SearchSpot Tech Blog Series 1: Karpenter AL2023 Nodes Not Joining EKS 1.29+ (Access Entries + nodeadm Authentication Trap)

AL2023 + Karpenter requires a hybrid authentication setup. Keep an EKS Access Entry of type EC2_LINUX (gives system:nodes) Enable authentication_mode = "API_AND_CONFIG_MAP" Add an aws-auth ConfigMap role mapping that includes both: system:bootstrappers system:nodes

SearchSpot Tech Blog Series 1: Karpenter AL2023 Nodes Not Joining EKS 1.29+ (Access Entries + nodeadm Authentication Trap)
Making Karpenter work with Amazon EKS

Fix: Karpenter AL2023 Nodes Not Joining EKS 1.29+ (Access Entries + nodeadm Authentication Trap)

Migrating from EKS managed node groups to Karpenter on Amazon Linux 2023 (AL2023) is usually a big win: better bin-packing, faster scale-out, and lower idle cost. We did the same at SearchSpot because our workloads are bursty (campaign spikes, new feature launches), and waiting minutes for node groups to scale is a tax.

But there’s a sharp edge that can burn days: AL2023 nodes launched by Karpenter can come up healthy in EC2 and still never register as Kubernetes Nodes on EKS 1.29+, especially when you’re using EKS Access Entries for auth.

This post is the fix we wish existed when we hit it.


TL;DR

AL2023 + Karpenter requires a hybrid authentication setup.

  • Keep an EKS Access Entry of type EC2_LINUX (gives system:nodes)
  • Enable authentication_mode = "API_AND_CONFIG_MAP"
  • Add an aws-auth ConfigMap role mapping that includes both:
    • system:bootstrappers
    • system:nodes

Why: with Access Entries, you cannot attach system:* groups via a STANDARD entry, and the EC2_LINUX entry alone doesn’t cover everything AL2023 bootstrap needs.


When this applies

You’re likely affected if all are true:

  • ✅ Karpenter provisions the instances (NodeClaim created, EC2 instance Running)
  • ✅ AMI family is AL2023
  • ✅ EKS cluster version 1.29+ (we’ve seen it across 1.29–1.33)
  • ✅ You’re relying on EKS Access Entries (not only aws-auth)
  • ✅ Symptom is “nodes launch but never join” (kubectl get nodes never shows them)

If your nodes are joining fine, you don’t need this post.


What you see when it fails

Symptom 1: NodeClaim stuck “Unknown” / “Node not registered with cluster”

kubectl get nodeclaim

Example:

NAME                    TYPE         CAPACITY    ZONE            NODE   READY     AGE
general-purpose-wkg62   t4g.medium   on-demand   us-east-1a            Unknown   8m
  • Karpenter provisions EC2
  • Instance health checks pass
  • But no node appears in kubectl get nodes

Symptom 2: Logs vary (don’t overfit to one signal)

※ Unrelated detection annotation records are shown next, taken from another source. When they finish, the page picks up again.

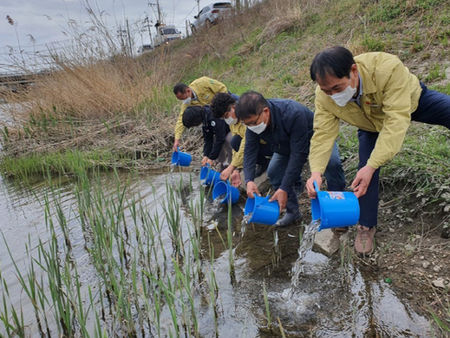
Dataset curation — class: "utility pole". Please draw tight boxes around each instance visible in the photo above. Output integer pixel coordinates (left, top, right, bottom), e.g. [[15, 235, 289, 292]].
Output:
[[144, 12, 153, 47], [148, 0, 162, 23], [126, 19, 133, 57], [117, 25, 127, 54]]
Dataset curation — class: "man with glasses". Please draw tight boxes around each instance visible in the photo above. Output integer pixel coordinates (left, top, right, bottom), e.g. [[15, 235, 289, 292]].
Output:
[[235, 91, 345, 227], [173, 76, 228, 151], [211, 93, 273, 187]]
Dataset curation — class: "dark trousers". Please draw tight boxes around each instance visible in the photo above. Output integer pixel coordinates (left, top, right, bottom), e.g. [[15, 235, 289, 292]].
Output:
[[267, 143, 345, 213], [230, 135, 273, 165], [358, 83, 450, 227]]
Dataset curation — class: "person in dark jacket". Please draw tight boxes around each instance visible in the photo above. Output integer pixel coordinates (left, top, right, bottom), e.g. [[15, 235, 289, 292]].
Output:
[[183, 106, 232, 170], [235, 91, 345, 227]]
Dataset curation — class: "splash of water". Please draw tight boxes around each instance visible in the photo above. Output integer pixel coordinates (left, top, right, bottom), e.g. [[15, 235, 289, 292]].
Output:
[[289, 219, 320, 295], [241, 212, 253, 237]]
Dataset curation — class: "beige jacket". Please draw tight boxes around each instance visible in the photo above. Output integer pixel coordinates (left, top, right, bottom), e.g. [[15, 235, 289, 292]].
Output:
[[175, 76, 227, 140]]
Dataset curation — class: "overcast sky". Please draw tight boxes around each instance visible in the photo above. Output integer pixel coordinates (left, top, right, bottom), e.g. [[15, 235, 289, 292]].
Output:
[[0, 0, 200, 72]]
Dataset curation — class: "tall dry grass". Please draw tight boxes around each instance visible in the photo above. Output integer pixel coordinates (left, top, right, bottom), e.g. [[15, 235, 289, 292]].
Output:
[[2, 0, 305, 168]]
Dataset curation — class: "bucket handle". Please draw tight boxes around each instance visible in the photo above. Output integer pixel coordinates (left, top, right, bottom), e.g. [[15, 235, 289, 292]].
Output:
[[313, 181, 320, 192]]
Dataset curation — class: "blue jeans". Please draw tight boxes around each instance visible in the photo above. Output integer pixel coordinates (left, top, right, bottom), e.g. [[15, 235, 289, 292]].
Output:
[[267, 143, 345, 213], [230, 134, 273, 165], [358, 83, 450, 228]]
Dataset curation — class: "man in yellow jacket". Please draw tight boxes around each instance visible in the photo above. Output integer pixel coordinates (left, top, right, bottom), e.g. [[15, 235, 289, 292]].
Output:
[[173, 76, 228, 151], [211, 93, 273, 187], [306, 46, 450, 255]]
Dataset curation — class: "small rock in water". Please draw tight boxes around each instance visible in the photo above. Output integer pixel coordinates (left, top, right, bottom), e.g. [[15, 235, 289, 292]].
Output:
[[212, 194, 227, 207]]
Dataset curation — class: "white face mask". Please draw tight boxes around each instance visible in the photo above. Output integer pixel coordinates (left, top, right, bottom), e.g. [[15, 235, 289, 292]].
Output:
[[224, 116, 237, 126], [330, 85, 356, 107], [247, 122, 267, 134]]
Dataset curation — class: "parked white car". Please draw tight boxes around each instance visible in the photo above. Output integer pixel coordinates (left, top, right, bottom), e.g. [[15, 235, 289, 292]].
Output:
[[191, 1, 232, 34], [138, 44, 153, 54]]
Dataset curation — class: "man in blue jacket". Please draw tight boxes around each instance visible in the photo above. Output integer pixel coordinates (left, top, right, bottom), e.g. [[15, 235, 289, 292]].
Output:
[[235, 91, 345, 227], [182, 106, 232, 171]]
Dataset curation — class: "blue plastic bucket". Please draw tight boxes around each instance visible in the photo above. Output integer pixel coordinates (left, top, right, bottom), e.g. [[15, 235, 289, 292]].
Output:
[[200, 164, 220, 186], [244, 195, 280, 225], [213, 181, 239, 204], [311, 182, 359, 231], [172, 150, 192, 167]]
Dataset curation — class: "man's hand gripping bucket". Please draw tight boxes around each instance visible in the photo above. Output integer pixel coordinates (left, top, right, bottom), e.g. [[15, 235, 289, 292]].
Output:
[[311, 182, 359, 231], [172, 148, 192, 167]]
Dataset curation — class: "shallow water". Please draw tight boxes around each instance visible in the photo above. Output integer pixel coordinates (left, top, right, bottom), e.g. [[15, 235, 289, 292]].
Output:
[[0, 172, 438, 338]]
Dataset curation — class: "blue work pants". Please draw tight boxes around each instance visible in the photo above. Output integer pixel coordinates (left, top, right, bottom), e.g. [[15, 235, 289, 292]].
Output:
[[358, 83, 450, 227]]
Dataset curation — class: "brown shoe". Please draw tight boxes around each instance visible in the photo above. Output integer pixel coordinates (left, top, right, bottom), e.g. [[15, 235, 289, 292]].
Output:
[[355, 225, 376, 256], [331, 227, 348, 236]]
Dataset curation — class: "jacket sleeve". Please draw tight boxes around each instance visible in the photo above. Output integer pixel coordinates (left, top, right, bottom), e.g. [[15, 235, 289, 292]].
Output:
[[367, 60, 412, 169], [309, 94, 339, 174], [204, 76, 228, 95], [202, 126, 214, 158], [230, 125, 247, 168], [208, 119, 230, 160], [280, 106, 311, 193], [241, 128, 260, 183]]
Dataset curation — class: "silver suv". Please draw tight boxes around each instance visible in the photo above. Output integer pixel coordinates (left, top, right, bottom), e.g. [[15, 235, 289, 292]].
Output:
[[191, 1, 232, 34]]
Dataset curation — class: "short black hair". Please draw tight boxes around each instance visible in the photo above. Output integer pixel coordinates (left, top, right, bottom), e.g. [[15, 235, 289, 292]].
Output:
[[183, 106, 205, 128], [309, 46, 355, 81], [211, 93, 236, 119], [234, 90, 269, 120], [173, 83, 189, 95]]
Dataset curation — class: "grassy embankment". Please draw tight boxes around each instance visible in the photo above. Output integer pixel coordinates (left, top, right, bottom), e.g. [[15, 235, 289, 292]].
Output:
[[1, 0, 450, 332]]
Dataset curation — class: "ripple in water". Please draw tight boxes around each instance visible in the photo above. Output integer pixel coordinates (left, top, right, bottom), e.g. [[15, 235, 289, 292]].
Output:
[[290, 219, 320, 293]]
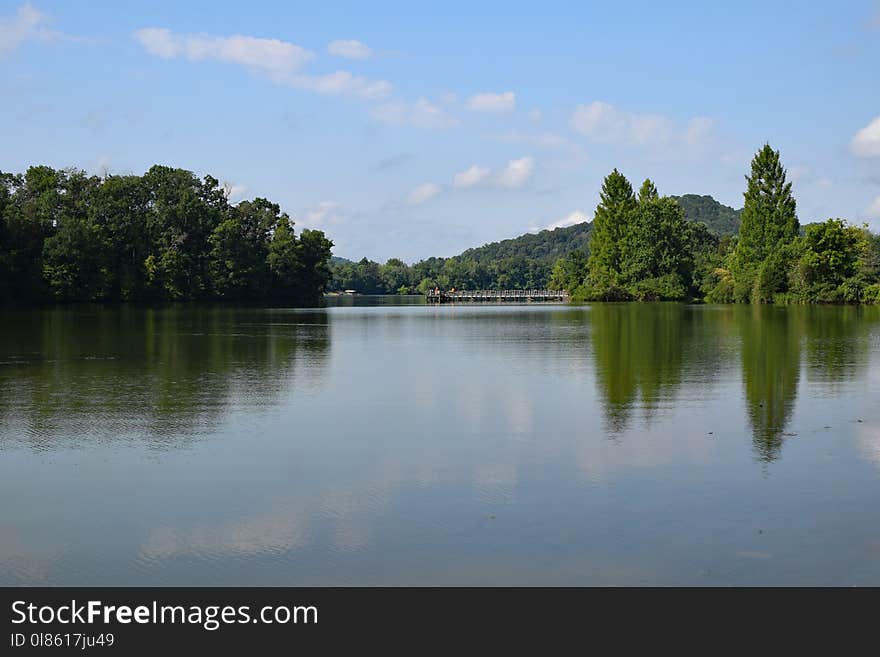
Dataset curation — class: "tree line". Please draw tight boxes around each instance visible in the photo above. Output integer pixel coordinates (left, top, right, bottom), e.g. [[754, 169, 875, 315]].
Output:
[[550, 144, 880, 303], [0, 165, 333, 305]]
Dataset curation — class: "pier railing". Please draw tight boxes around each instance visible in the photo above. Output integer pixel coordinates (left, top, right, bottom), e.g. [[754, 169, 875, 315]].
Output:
[[425, 290, 568, 303]]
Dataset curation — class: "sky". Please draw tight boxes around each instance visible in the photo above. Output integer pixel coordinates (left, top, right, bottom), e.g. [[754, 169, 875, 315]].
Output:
[[0, 0, 880, 262]]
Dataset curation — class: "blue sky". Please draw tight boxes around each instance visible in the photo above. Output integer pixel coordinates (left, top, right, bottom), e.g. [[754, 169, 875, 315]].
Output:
[[0, 0, 880, 261]]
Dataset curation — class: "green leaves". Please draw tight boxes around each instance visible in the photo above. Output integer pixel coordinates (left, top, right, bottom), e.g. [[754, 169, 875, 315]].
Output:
[[0, 166, 332, 304], [731, 144, 800, 302]]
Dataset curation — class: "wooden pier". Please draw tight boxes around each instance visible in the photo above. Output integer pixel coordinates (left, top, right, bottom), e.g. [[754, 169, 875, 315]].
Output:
[[425, 290, 568, 303]]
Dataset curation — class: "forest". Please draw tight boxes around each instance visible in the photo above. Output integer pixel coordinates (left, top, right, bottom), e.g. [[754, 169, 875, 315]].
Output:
[[564, 144, 880, 303], [331, 145, 880, 303], [0, 166, 333, 305], [6, 145, 880, 305]]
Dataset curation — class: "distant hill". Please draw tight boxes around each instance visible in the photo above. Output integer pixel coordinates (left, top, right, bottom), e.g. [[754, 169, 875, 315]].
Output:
[[455, 194, 742, 263], [330, 194, 742, 293], [455, 222, 593, 263], [671, 194, 742, 237]]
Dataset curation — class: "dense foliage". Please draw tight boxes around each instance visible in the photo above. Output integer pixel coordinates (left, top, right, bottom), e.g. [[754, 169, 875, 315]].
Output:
[[702, 144, 880, 303], [331, 222, 591, 294], [564, 169, 718, 301], [0, 166, 332, 304], [330, 195, 735, 294], [669, 194, 742, 237], [550, 145, 880, 303]]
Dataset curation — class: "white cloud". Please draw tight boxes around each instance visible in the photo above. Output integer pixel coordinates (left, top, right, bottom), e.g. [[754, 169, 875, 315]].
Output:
[[452, 164, 489, 188], [135, 28, 314, 78], [850, 116, 880, 157], [452, 157, 535, 189], [495, 157, 535, 188], [134, 27, 391, 99], [0, 3, 61, 57], [290, 71, 391, 99], [223, 182, 248, 201], [570, 100, 713, 146], [406, 183, 442, 205], [373, 98, 458, 128], [467, 91, 516, 112], [303, 201, 342, 227], [545, 210, 589, 230], [327, 39, 373, 59]]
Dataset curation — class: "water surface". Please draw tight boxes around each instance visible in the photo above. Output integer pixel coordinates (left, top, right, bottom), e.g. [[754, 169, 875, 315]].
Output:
[[0, 298, 880, 585]]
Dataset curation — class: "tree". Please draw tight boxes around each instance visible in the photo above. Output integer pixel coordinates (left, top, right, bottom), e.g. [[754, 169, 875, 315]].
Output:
[[731, 144, 800, 301], [589, 169, 636, 299], [266, 213, 303, 299], [297, 229, 333, 305], [209, 198, 281, 299]]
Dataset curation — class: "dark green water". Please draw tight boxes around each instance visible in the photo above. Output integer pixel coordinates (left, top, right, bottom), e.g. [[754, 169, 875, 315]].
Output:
[[0, 299, 880, 585]]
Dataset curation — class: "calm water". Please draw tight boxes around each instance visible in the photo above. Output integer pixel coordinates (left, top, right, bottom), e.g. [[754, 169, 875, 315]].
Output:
[[0, 299, 880, 585]]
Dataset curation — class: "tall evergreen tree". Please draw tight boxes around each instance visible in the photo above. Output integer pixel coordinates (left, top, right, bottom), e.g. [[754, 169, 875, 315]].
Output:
[[731, 144, 800, 301], [589, 169, 636, 298]]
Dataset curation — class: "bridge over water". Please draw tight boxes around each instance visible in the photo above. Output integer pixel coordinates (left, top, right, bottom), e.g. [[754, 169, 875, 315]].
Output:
[[425, 290, 568, 303]]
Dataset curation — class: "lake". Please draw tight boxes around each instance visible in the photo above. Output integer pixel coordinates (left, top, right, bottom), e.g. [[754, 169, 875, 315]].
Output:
[[0, 298, 880, 585]]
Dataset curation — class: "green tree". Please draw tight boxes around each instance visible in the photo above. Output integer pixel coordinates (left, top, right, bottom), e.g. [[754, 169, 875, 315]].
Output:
[[297, 228, 333, 305], [731, 144, 800, 302], [209, 198, 281, 299], [266, 213, 303, 299], [589, 169, 636, 299]]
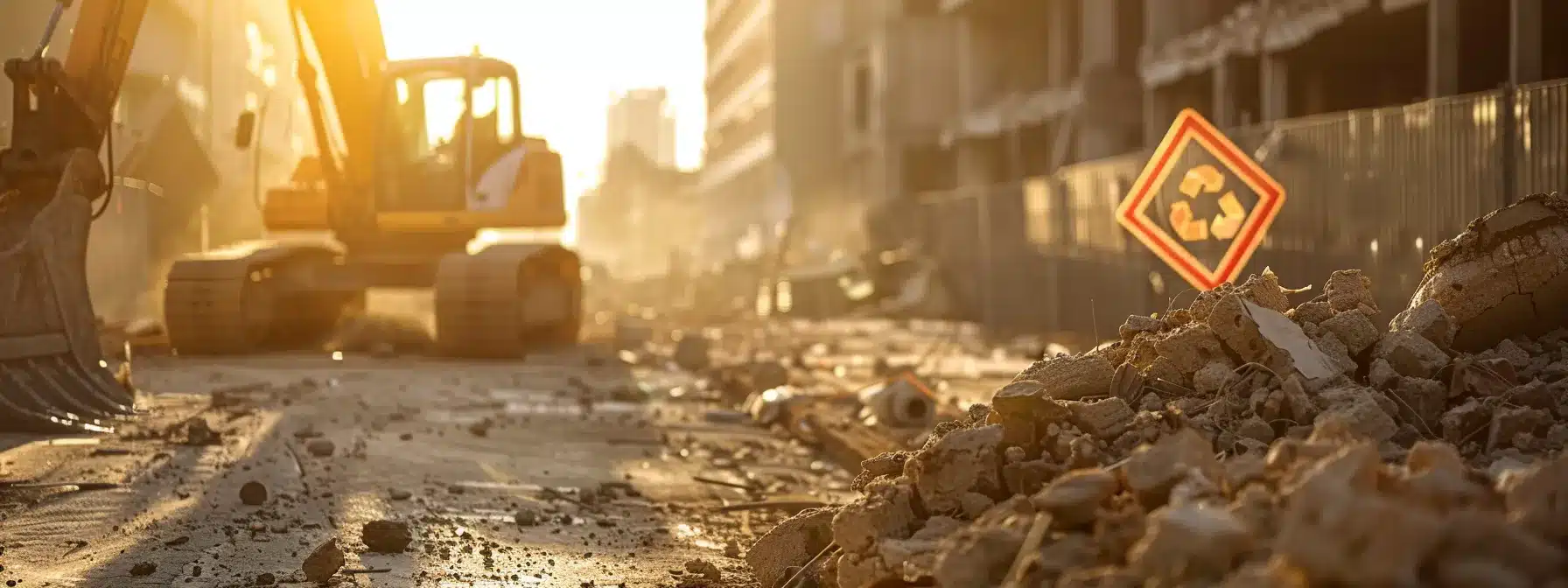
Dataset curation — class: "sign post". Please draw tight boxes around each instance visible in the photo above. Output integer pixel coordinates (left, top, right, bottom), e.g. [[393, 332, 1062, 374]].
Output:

Depending on timing and configuration, you might see any of these:

  • kubelet/nodeadm logs imply auth/bootstrap permission issues
  • CSRs may be missing or stuck (more on this below)
  • EC2 console output sometimes shows a warning like:
aws ec2 get-console-output --instance-id i-xxx --region <region> --latest
cloud-init: Unhandled unknown content-type (application/node.eks.aws)

That message is commonly observed in AL2023/nodeadm contexts, but it’s not the only failure signature. Treat it as “seen in the wild,” not as sole proof.


Why this happens (the real trap)

AL2023 bootstraps with nodeadm, not bootstrap.sh

Amazon Linux 2023 for EKS uses nodeadm as the bootstrap mechanism. This is a meaningful change from AL2’s /etc/eks/bootstrap.sh.

The authentication sharp edge: Access Entries vs bootstrap groups

To join the cluster, nodes need the right Kubernetes identity groups during bootstrap and normal operation:

  • system:bootstrappers — used for initial registration/bootstrapping flows
  • system:nodes — used for ongoing node permissions

Now combine that with Access Entries constraints:

  • EC2_LINUX Access Entry automatically maps the role as a node identity and grants system:nodes
  • STANDARD Access Entry lets you specify custom groups… but AWS rejects system:* groups (reserved prefix)

So you end up in a catch-22:

  • EC2_LINUX gives you system:nodes, but you still need system:bootstrappers for AL2023 bootstrap to complete reliably
  • STANDARD can’t be used to add system:bootstrappers because system:* is blocked

Managed Node Groups work because AWS wires up the node auth path automatically for you. Karpenter nodes are self-managed from the cluster’s perspective, so you must do it.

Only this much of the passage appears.